Abstract

Predictive Maintenance is a type of condition-based maintenance that assesses the equipment's states and estimates its failure probability and when maintenance should be performed. Although machine learning techniques have been frequently implemented in this area, the existing studies disregard to the natural order between the target attribute values of the historical sensor data. Thus, these methods cause losing the inherent order of the data that positively affects the prediction performances. To deal with this problem, a novel approach, named Ordinal Multi-dimensional Classification (OMDC), is proposed for estimating the conditions of a hydraulic system's four components by taking into the natural order of class values. To demonstrate the prediction ability of the proposed approach, eleven different multi-dimensional classification algorithms (traditional Binary Relevance (BR), Classifier Chain (CC), Bayesian Classifier Chain (BCC), Monte Carlo Classifier Chain (MCC), Probabilistic Classifier Chain (PCC), Classifier Dependency Network (CDN), Classifier Trellis (CT), Classifier Dependency Trellis (CDT), Label Powerset (LP), Pruned Sets (PS), and Random k-Labelsets (RAKEL)) were implemented using the Ordinal Class Classifier (OCC) algorithm.

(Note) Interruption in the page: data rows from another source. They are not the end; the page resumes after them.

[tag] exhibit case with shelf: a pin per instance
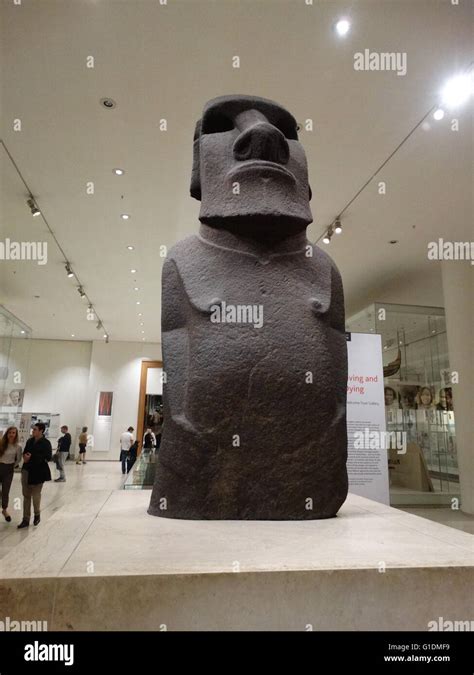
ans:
(14, 353)
(419, 401)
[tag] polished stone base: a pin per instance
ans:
(102, 563)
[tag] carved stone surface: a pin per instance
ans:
(253, 337)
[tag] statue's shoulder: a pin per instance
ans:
(323, 263)
(185, 249)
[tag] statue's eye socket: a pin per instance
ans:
(289, 131)
(217, 124)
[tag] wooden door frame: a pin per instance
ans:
(142, 398)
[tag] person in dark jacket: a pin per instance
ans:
(132, 456)
(35, 472)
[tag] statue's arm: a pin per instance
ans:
(337, 312)
(174, 338)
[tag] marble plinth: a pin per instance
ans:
(101, 563)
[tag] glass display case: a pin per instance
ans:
(14, 352)
(418, 399)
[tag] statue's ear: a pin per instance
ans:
(196, 173)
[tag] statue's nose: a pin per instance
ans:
(262, 140)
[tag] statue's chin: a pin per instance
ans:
(258, 224)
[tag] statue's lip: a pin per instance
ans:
(251, 164)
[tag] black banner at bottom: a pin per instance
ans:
(71, 652)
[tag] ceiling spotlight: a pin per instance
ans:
(108, 103)
(342, 27)
(33, 208)
(457, 90)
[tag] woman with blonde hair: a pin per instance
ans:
(10, 455)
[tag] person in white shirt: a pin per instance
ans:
(126, 441)
(149, 440)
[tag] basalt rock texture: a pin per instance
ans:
(254, 347)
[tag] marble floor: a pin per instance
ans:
(90, 509)
(98, 561)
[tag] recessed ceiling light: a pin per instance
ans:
(108, 103)
(457, 90)
(33, 208)
(342, 27)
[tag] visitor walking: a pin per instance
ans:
(35, 472)
(126, 440)
(10, 455)
(64, 443)
(82, 446)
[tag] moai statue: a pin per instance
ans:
(253, 334)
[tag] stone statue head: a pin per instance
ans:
(249, 169)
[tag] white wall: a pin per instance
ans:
(64, 376)
(56, 375)
(116, 367)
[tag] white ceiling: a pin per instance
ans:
(164, 62)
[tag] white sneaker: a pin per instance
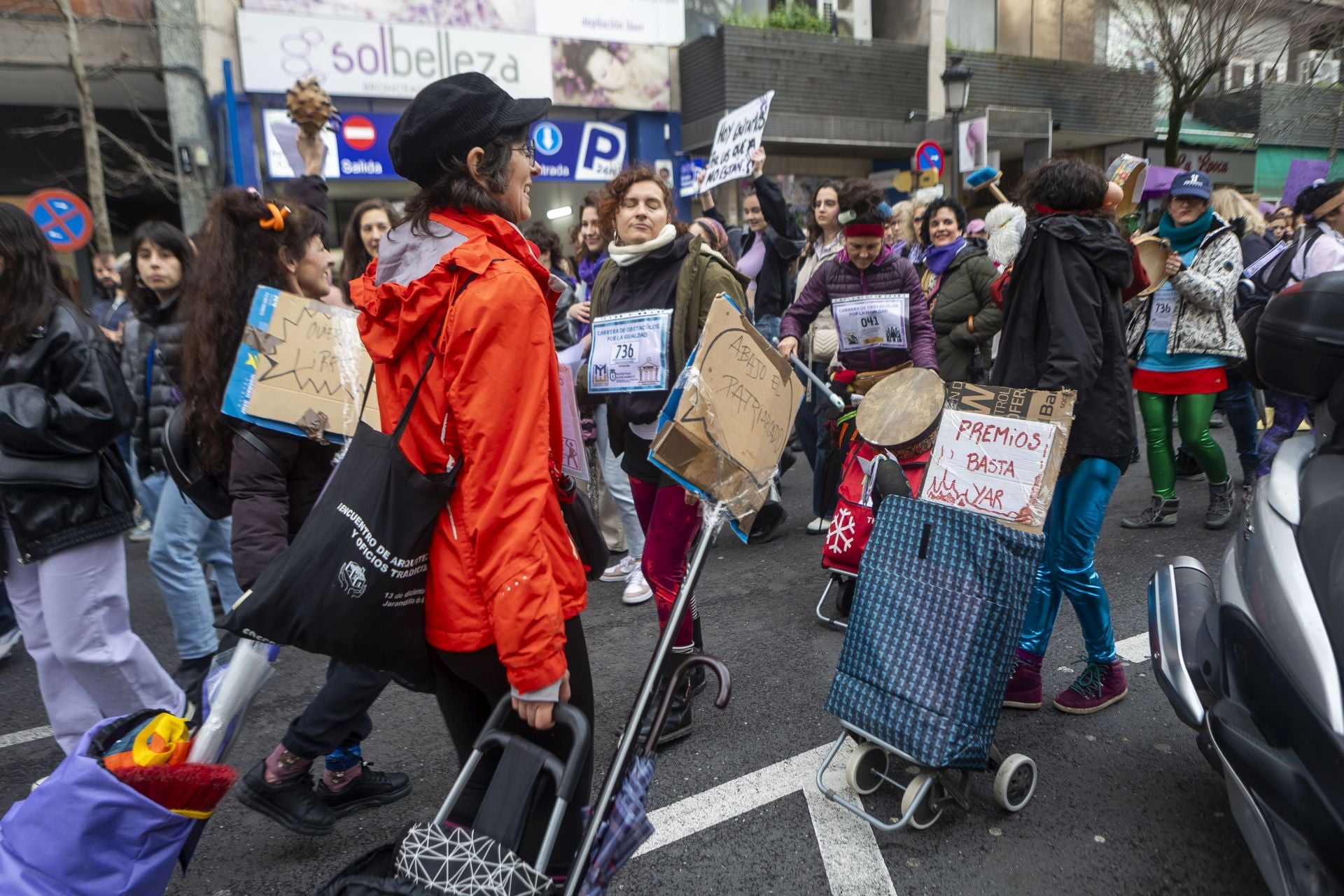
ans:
(143, 532)
(622, 570)
(8, 640)
(638, 589)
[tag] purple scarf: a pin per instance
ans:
(588, 272)
(937, 258)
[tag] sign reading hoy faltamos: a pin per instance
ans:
(365, 59)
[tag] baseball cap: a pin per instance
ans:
(1193, 183)
(449, 117)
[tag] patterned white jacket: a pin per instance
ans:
(1205, 320)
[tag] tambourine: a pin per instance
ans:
(902, 412)
(1130, 172)
(1154, 253)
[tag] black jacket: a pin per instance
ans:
(272, 501)
(784, 241)
(62, 397)
(151, 360)
(1065, 328)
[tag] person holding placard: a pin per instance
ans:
(1065, 330)
(650, 304)
(1184, 336)
(873, 293)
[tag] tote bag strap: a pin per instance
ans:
(429, 362)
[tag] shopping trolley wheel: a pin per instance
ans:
(925, 814)
(867, 764)
(1015, 782)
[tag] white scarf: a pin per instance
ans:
(626, 255)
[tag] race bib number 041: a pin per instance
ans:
(873, 321)
(631, 352)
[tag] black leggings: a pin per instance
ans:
(470, 687)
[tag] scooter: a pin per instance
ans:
(1254, 666)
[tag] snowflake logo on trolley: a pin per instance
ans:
(840, 538)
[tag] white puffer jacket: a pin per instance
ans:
(1205, 321)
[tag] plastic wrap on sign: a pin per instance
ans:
(300, 368)
(999, 451)
(729, 416)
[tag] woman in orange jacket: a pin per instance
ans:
(458, 280)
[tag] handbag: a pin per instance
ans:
(78, 472)
(351, 586)
(207, 491)
(582, 524)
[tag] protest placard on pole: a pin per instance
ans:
(736, 137)
(730, 416)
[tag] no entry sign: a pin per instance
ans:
(64, 218)
(929, 158)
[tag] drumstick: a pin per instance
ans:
(816, 381)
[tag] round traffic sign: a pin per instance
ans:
(359, 132)
(64, 218)
(547, 137)
(929, 156)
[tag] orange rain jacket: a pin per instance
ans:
(503, 567)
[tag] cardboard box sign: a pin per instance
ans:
(300, 368)
(734, 412)
(999, 451)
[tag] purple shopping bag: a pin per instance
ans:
(85, 833)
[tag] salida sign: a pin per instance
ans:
(360, 59)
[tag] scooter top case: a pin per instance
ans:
(1300, 339)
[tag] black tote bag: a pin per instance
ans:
(351, 586)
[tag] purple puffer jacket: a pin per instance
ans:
(839, 279)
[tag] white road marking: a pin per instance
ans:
(1135, 649)
(848, 848)
(24, 736)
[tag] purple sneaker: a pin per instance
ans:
(1025, 687)
(1100, 685)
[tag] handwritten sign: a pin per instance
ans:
(991, 465)
(736, 137)
(730, 415)
(571, 431)
(300, 368)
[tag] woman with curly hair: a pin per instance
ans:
(368, 226)
(1065, 330)
(659, 269)
(249, 242)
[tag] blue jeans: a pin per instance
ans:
(1066, 567)
(185, 538)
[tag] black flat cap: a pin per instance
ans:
(449, 117)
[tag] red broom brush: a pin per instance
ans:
(188, 789)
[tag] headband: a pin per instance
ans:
(864, 230)
(277, 218)
(1328, 206)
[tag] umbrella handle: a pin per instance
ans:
(678, 673)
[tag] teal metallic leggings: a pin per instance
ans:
(1066, 566)
(1193, 413)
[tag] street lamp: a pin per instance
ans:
(956, 85)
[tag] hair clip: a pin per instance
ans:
(277, 218)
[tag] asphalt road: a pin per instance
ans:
(1124, 804)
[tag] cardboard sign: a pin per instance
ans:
(300, 368)
(571, 431)
(736, 137)
(730, 415)
(999, 451)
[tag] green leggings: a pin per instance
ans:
(1193, 413)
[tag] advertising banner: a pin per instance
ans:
(396, 61)
(652, 22)
(580, 149)
(736, 137)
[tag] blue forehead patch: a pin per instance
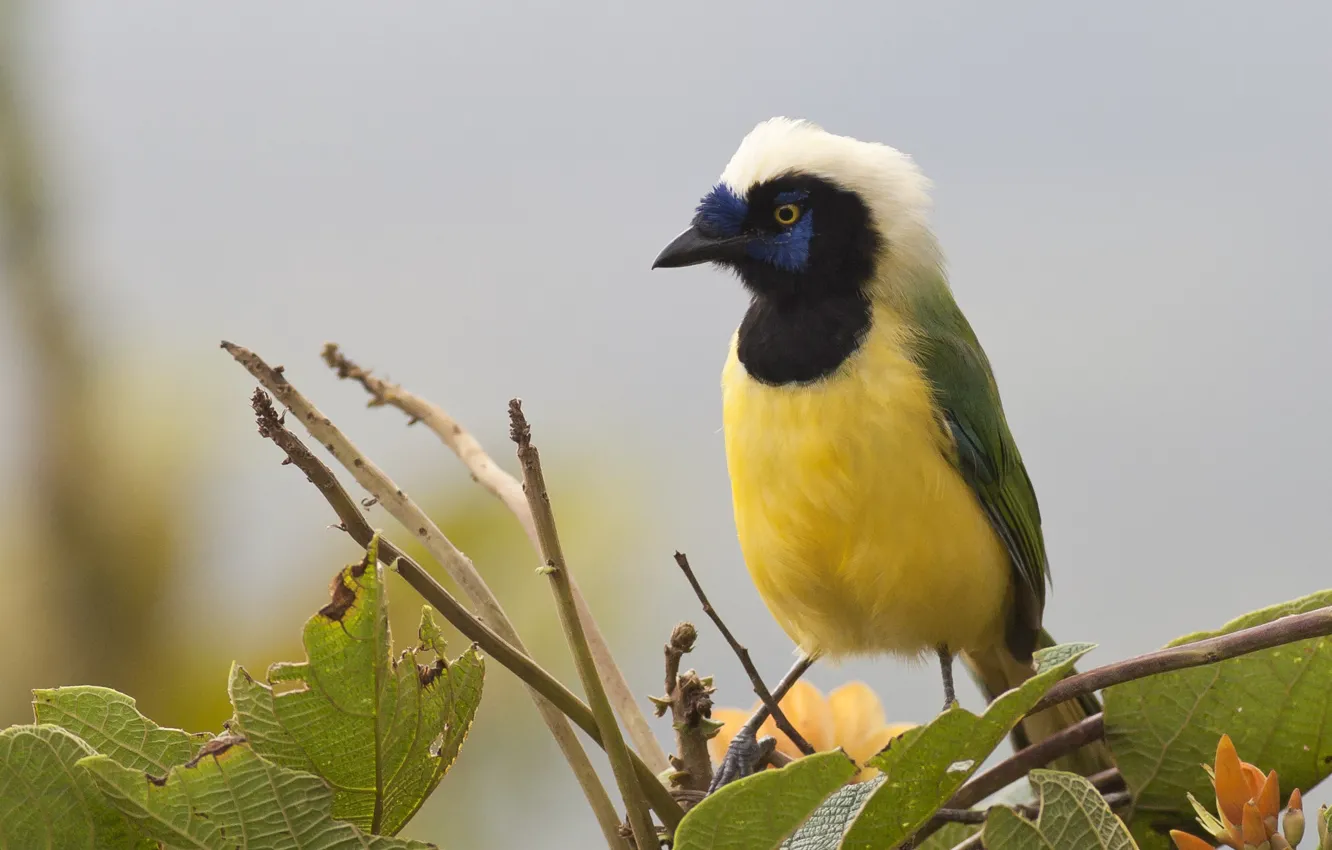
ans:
(721, 212)
(787, 249)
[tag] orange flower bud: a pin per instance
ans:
(1254, 780)
(1231, 788)
(1252, 826)
(1270, 801)
(1292, 822)
(1183, 841)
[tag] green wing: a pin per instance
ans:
(985, 453)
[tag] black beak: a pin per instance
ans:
(691, 247)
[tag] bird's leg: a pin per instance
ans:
(946, 668)
(747, 752)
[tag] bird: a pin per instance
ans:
(879, 498)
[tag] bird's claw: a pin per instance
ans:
(743, 757)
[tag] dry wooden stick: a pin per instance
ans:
(755, 680)
(453, 561)
(508, 490)
(557, 570)
(689, 698)
(1210, 650)
(518, 662)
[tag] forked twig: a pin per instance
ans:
(509, 492)
(759, 688)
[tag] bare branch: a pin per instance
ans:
(508, 490)
(759, 688)
(1027, 760)
(358, 528)
(557, 570)
(1267, 636)
(453, 561)
(690, 702)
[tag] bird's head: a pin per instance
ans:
(802, 213)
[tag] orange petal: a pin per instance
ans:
(734, 718)
(1254, 780)
(1183, 841)
(1254, 830)
(809, 712)
(857, 714)
(1270, 797)
(1296, 801)
(1231, 789)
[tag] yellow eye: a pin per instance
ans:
(787, 213)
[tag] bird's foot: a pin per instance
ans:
(743, 757)
(950, 696)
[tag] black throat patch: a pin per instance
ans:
(805, 323)
(801, 341)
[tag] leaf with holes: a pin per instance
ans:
(923, 768)
(1074, 816)
(111, 724)
(229, 797)
(48, 802)
(758, 812)
(1276, 705)
(825, 829)
(381, 730)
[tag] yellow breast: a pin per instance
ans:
(857, 530)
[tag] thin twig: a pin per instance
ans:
(1027, 760)
(356, 525)
(1220, 648)
(1108, 780)
(358, 528)
(690, 702)
(973, 842)
(508, 490)
(791, 677)
(1016, 766)
(557, 570)
(446, 554)
(759, 688)
(1031, 812)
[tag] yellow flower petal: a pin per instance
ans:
(809, 712)
(857, 716)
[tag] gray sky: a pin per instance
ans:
(1134, 199)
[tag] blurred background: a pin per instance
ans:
(1134, 200)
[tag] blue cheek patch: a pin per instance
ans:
(721, 212)
(789, 249)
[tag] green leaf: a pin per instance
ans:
(47, 802)
(381, 730)
(923, 768)
(758, 812)
(1274, 704)
(229, 797)
(111, 724)
(1072, 817)
(949, 837)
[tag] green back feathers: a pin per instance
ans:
(983, 449)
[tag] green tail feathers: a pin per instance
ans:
(997, 670)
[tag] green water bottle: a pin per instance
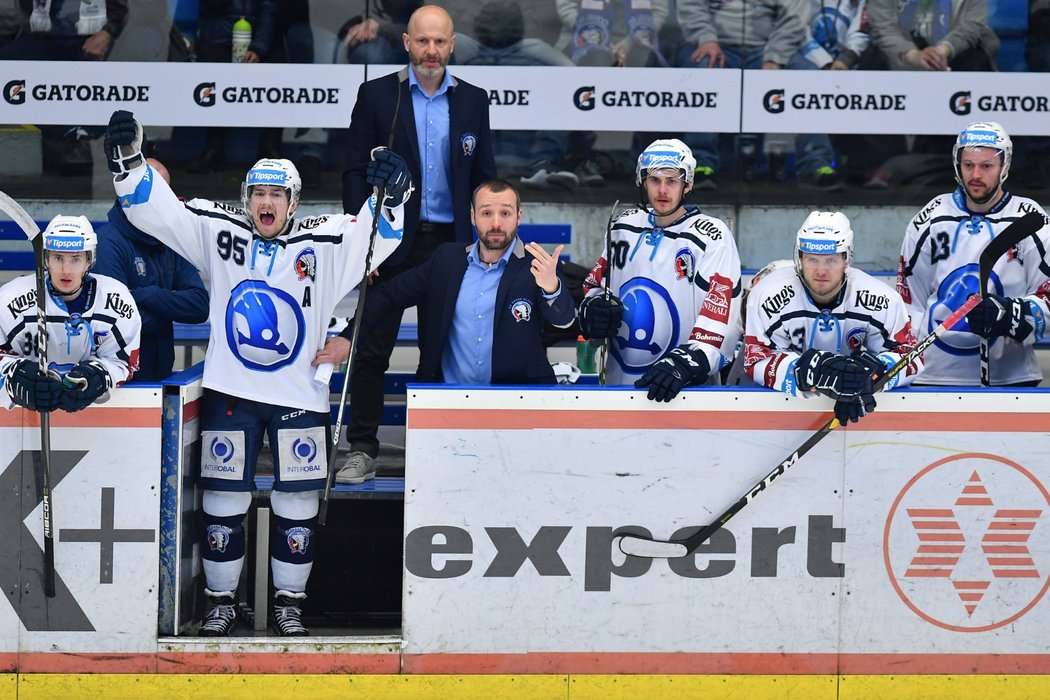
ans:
(585, 356)
(242, 39)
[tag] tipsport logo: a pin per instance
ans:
(967, 543)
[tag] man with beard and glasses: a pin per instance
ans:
(939, 270)
(487, 301)
(440, 124)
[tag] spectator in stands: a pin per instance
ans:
(67, 30)
(938, 270)
(438, 121)
(214, 44)
(487, 304)
(737, 34)
(165, 287)
(931, 35)
(377, 38)
(611, 33)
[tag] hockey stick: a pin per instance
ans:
(656, 549)
(362, 288)
(28, 227)
(1011, 235)
(608, 285)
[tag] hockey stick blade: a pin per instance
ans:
(19, 215)
(1010, 236)
(670, 549)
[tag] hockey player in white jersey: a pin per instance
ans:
(274, 281)
(676, 282)
(939, 270)
(92, 326)
(822, 326)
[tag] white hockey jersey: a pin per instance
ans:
(939, 271)
(782, 322)
(270, 301)
(679, 283)
(107, 329)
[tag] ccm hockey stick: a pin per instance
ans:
(647, 547)
(362, 288)
(608, 285)
(656, 549)
(43, 458)
(1011, 235)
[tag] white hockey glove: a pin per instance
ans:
(123, 143)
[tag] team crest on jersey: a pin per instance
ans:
(855, 340)
(218, 537)
(468, 142)
(265, 326)
(298, 539)
(685, 264)
(306, 264)
(651, 325)
(521, 310)
(951, 294)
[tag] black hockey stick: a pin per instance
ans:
(1011, 235)
(656, 549)
(43, 458)
(608, 285)
(380, 198)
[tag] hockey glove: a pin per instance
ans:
(83, 385)
(854, 408)
(669, 376)
(832, 375)
(389, 172)
(30, 388)
(600, 317)
(998, 316)
(123, 142)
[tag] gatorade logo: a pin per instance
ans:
(14, 92)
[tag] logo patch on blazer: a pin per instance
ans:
(468, 142)
(521, 310)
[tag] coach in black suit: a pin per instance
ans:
(440, 126)
(488, 301)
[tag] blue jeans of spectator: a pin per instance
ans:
(813, 150)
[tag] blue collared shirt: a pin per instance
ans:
(432, 136)
(468, 356)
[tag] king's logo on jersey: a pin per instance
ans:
(265, 326)
(650, 327)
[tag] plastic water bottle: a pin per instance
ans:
(242, 39)
(585, 356)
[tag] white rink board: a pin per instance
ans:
(823, 563)
(105, 515)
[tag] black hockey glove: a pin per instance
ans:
(854, 408)
(28, 387)
(600, 317)
(83, 385)
(123, 142)
(389, 171)
(678, 369)
(833, 375)
(998, 316)
(872, 363)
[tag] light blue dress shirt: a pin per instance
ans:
(432, 136)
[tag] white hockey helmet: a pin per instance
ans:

Besides, seven different classification algorithms (Multilayer Perceptron (MLP), Support Vector Machine (SVM), k-Nearest Neighbour (kNN), Decision Tree (C4.5), Bagging, Random Forest (RF), and Adaptive Boosting (AdaBoost)) were chosen as base learners for the OCC algorithm. The experimental results present that the proposed OMDC approach using binary relevance multi-dimensional classification methods predicts the conditions of a hydraulic system's multiple components with high accuracy. Also, it is clearly seen from the results that the OMDC models that utilize ensemble-based classification algorithms give more reliable prediction performances with an average Hamming score of 0.853 than the others that use traditional algorithms as base learners.